HICKMAN 5: Non è mai stato uno capace di guidare gli altri, ha sempre avuto una bella mano. Si è vista, ma quei suoi passaggi in salto sono l’incubo nella squadra campione delle palle perse.
KALNIETIS 4: Logorato dalla camera sbagliata dove lo hanno legato. La rimessa caduta lanciando il contropiede di Trento è la fotografia di un fallimento.
MACVAN 4.5: Inizio discreto, finale disastroso. Una cosa di testa più che di tecnica e atleticamente si sapevano i limiti.
PASCOLO 6: Ha dato quello che aveva, la lesione al menisco impedisce di consideralo colpevole come altri nella Caporetto di Assago.
TARCZEWSKI 5.5: È capitato fra gente che se la tirava in faccia. Non poteva capire. Tutto bene, ma la tecnica di base e le mani sono da gregario.
A. CINICIARINI 5: Non ha retto un ruolo superiore ai suoi mezzi tecnici.

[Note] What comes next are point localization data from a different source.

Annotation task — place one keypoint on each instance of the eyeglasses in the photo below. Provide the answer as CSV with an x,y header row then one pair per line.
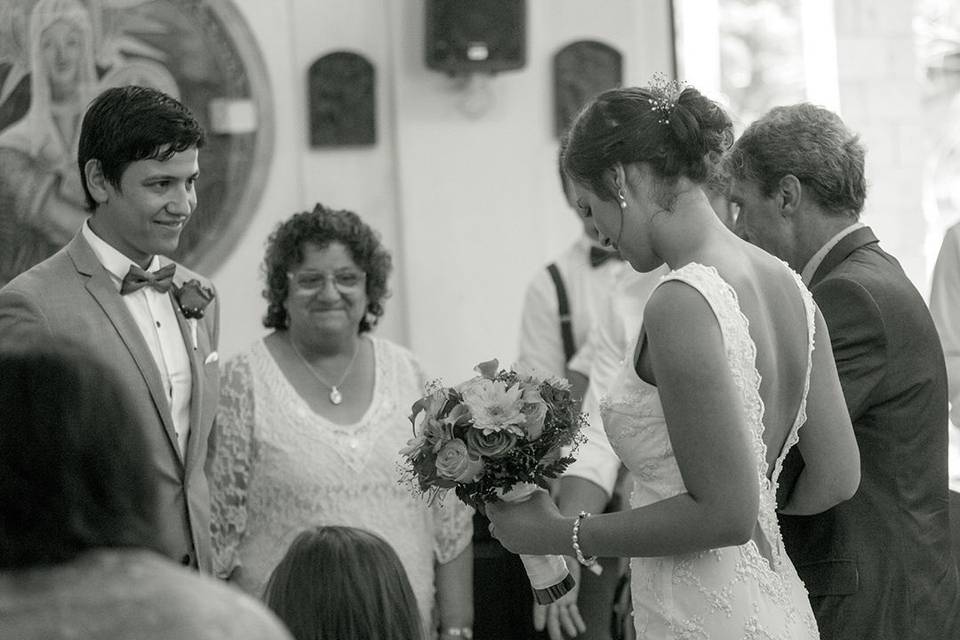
x,y
344,281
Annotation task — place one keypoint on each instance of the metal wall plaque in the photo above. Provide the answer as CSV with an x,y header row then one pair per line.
x,y
341,92
581,70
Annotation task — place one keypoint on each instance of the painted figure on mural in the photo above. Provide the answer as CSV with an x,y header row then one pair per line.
x,y
41,200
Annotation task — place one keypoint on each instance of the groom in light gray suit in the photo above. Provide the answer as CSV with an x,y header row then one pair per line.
x,y
153,320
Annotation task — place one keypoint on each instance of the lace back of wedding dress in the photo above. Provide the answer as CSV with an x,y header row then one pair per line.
x,y
742,353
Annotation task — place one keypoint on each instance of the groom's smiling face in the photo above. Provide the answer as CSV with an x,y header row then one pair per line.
x,y
145,214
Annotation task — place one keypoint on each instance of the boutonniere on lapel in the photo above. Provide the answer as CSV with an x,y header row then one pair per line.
x,y
192,299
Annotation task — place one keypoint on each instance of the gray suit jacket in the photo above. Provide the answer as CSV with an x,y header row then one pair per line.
x,y
71,294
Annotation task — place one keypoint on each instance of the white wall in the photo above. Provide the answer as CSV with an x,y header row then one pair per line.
x,y
470,206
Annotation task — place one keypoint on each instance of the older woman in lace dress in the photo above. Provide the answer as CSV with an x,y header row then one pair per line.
x,y
312,419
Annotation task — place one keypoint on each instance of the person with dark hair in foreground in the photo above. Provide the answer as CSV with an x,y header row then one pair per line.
x,y
878,566
343,583
79,550
687,414
153,321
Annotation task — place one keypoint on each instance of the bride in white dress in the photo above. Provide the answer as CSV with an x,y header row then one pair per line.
x,y
732,360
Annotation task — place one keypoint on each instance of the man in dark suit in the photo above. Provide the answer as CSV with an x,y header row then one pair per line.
x,y
878,566
153,321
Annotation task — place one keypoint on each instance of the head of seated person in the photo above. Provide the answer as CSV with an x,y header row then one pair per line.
x,y
344,583
73,473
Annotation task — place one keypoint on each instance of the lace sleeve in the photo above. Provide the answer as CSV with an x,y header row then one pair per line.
x,y
452,520
452,528
231,465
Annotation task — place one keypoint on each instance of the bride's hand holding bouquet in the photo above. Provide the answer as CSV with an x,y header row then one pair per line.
x,y
499,436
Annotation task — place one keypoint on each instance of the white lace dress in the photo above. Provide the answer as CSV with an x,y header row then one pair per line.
x,y
732,593
280,468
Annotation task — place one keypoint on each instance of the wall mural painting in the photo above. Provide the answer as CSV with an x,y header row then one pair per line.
x,y
56,55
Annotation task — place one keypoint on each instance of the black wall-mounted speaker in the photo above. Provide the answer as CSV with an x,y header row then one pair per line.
x,y
468,36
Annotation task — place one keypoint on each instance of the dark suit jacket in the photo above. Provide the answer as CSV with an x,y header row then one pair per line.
x,y
71,294
879,566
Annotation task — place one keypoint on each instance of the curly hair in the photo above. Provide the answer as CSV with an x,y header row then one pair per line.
x,y
321,227
682,136
810,143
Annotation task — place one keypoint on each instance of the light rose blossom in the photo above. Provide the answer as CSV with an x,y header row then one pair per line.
x,y
455,463
494,444
494,406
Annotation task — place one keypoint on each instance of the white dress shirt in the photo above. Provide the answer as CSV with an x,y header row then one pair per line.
x,y
154,314
610,343
810,269
541,345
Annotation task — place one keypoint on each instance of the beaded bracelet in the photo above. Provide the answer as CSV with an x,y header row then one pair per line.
x,y
587,562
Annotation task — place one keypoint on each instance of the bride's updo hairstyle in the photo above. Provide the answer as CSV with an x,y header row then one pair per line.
x,y
676,130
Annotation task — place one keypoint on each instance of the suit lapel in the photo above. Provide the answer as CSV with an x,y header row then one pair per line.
x,y
847,245
196,371
104,291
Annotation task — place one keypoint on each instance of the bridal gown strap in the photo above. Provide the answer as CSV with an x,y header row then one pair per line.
x,y
731,593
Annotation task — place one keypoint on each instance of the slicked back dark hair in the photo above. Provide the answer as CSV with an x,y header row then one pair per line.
x,y
629,125
73,464
131,123
321,227
343,583
810,143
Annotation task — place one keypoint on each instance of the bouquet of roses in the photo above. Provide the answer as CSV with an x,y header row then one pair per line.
x,y
499,435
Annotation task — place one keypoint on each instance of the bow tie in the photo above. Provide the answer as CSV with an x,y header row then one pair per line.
x,y
599,255
137,278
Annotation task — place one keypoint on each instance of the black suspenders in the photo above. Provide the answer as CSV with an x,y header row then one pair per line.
x,y
563,307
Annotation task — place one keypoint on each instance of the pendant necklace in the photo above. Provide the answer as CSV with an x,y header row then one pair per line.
x,y
335,396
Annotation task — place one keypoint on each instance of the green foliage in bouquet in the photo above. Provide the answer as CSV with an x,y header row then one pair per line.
x,y
492,432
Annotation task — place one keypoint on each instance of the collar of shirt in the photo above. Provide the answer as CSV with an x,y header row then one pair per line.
x,y
112,260
814,262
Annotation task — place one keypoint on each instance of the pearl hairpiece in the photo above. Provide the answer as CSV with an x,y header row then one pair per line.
x,y
666,93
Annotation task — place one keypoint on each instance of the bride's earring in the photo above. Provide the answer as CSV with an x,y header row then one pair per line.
x,y
623,208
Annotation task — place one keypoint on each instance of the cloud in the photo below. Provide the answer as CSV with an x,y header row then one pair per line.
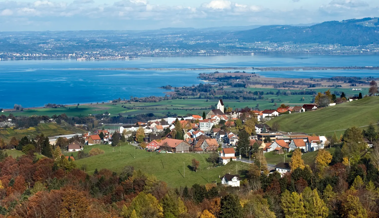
x,y
6,12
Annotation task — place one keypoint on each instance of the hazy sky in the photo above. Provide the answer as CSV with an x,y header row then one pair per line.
x,y
153,14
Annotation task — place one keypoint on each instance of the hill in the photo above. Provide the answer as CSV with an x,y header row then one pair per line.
x,y
348,32
166,167
48,129
332,119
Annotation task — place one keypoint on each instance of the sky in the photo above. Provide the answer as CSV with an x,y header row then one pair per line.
x,y
52,15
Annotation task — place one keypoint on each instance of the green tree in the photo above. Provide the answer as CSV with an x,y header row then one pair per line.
x,y
230,207
292,205
314,206
296,160
243,144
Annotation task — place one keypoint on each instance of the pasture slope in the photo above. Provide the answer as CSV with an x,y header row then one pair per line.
x,y
328,120
166,167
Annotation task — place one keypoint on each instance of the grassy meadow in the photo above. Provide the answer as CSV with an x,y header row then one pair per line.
x,y
166,167
48,129
328,120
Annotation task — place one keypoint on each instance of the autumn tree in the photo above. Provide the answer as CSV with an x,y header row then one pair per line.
x,y
230,207
314,206
140,135
323,160
145,205
296,160
195,164
293,205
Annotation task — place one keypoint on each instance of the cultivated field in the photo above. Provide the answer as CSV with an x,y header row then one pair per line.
x,y
328,120
166,167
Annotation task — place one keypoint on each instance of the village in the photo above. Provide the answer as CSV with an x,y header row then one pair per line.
x,y
215,132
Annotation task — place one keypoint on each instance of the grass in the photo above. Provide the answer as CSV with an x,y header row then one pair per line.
x,y
166,167
309,157
328,120
48,129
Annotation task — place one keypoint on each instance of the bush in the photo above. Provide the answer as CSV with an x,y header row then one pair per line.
x,y
95,151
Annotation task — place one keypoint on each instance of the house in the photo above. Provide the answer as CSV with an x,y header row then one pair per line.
x,y
310,107
297,144
279,146
152,146
231,180
262,128
298,109
283,168
75,146
158,128
226,155
175,145
94,139
214,112
206,125
220,106
206,145
269,113
315,143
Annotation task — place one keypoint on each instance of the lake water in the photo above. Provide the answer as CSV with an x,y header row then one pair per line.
x,y
36,83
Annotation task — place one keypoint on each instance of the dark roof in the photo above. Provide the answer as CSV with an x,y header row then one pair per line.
x,y
217,112
283,166
229,177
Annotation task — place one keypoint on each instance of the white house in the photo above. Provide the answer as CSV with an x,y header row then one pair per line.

Come capitano ha cercato di aiutare tutti, ma nessuno ha aiutato lui.
SANDERS 3: Ha fatto sempre quello che ha voluto. Lui era lui e gli altri non erano alla sua altezza. Certo due titoli MVP gli avevano fatto credere che sarebbe stato il gallo del pollaio. Non ha capito niente né di giorno né di notte.
ABASS 4: Vai in una società che ti vuol far crescere e tu resti quasi uguale a quello che ieri. Cattiva gestione interna e non diteci che in allenamento lui, come tutti, lavorava seriamente. Certo fra piume di struzzo ci si mimetizza.
CERELLA 6: Sa farsi voler bene. Bastava che altri lo imitassero.
SIMON 5.5: Era sfinito già in partenza. Nella bufera si è perduto anche il grande equilibratore.
DRAGIC 4: Preso per giocare in una squadra che mai avrebbe potuto aiutarlo ad esprimersi. Ci ha messo del suo per farsi mandare al diavolo. Poi sfortunato.
RADULJICA 2: Votaccio da condividere con chi, conoscendolo, lo ha scelto, pur sapendo che non avrebbe dato una mano in difesa, pur conoscendone vizi e virtù, dentro e fuori dal campo. Una delusione che se ne è andata facendo a pugni.